Acquaviva delle Fonti, presepe: Gesù Bambino nero nel salvagente, Giuseppe e Maria in mare (nella foto d’archivio Ansa, il presepe di Viareggio)

ACQUAVIVA – Il presepe ispirato ai migranti ad Acquaviva delle Fonti, in provincia di Bari: Giuseppe e Maria sono immersi in un mare fatto di bottiglie in plastica. Gesù Bambino, invece, ha la pelle nera ed è al centro di un salvagente arancione, come quelli usati per i salvataggi in mare. Alle spalle della Sacra Famiglia, un braccio con la pelle nera che emerge dall’acqua, simbolo inequivocabile di un migrante che sta annegando, e poi reti rosse e boe di segnalazione.

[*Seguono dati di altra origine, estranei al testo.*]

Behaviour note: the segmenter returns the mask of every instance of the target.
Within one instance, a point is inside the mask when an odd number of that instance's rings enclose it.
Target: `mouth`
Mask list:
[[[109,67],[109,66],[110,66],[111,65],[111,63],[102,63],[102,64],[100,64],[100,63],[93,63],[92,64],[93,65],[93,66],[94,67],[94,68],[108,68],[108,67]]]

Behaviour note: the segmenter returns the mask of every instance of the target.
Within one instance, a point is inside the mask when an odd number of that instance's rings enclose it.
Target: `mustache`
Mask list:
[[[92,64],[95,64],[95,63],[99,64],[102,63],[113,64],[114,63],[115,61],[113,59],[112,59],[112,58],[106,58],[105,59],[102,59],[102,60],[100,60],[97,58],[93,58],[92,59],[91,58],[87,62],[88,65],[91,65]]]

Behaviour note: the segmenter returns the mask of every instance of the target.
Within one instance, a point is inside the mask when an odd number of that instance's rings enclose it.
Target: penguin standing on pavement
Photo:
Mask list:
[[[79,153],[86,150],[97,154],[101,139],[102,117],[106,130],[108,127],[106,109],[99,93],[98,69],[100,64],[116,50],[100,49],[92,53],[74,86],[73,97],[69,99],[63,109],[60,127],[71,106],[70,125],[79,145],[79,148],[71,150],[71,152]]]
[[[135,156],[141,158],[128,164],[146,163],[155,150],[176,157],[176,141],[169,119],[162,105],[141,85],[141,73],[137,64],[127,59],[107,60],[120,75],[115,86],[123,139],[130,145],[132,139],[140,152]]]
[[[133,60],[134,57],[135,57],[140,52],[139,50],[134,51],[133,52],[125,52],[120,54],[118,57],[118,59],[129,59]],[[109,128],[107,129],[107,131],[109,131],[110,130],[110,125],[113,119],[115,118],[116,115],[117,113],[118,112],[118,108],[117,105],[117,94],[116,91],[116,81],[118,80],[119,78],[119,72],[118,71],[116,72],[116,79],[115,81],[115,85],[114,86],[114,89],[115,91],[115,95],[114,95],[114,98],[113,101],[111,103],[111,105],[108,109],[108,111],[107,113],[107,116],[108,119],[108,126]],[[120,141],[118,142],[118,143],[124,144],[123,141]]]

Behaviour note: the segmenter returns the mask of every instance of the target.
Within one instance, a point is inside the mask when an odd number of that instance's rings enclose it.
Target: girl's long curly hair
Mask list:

Il presepe è stato allestito in piazza ad Acquaviva, comune a circa 25 chilometri da Bari. “Il bambino nasce nel mare – spiega il sindaco Davide Carlucci – dove con Giuseppe e Maria, profughi, non accolti da nessuno, vive l’esperienza che molti migranti affrontano nel nostro Mar Mediterraneo”. E aggiunge: “Quando l’arte fa scandalo, e quando anche il messaggio religioso è, per dirla con don Tonino Bello ‘scandaloso’, vuol dire che l’obiettivo è stato raggiunto”.

E a chi critica il presente pro-migranti risponde: “Vi sarebbe piaciuto vietare questa installazione, vi sarebbe piaciuto dar sfogo a pruriti fastidiosi. Ad Acquaviva c’è ancora la libertà, c’è ancora la democrazia. Fatevene una ragione”.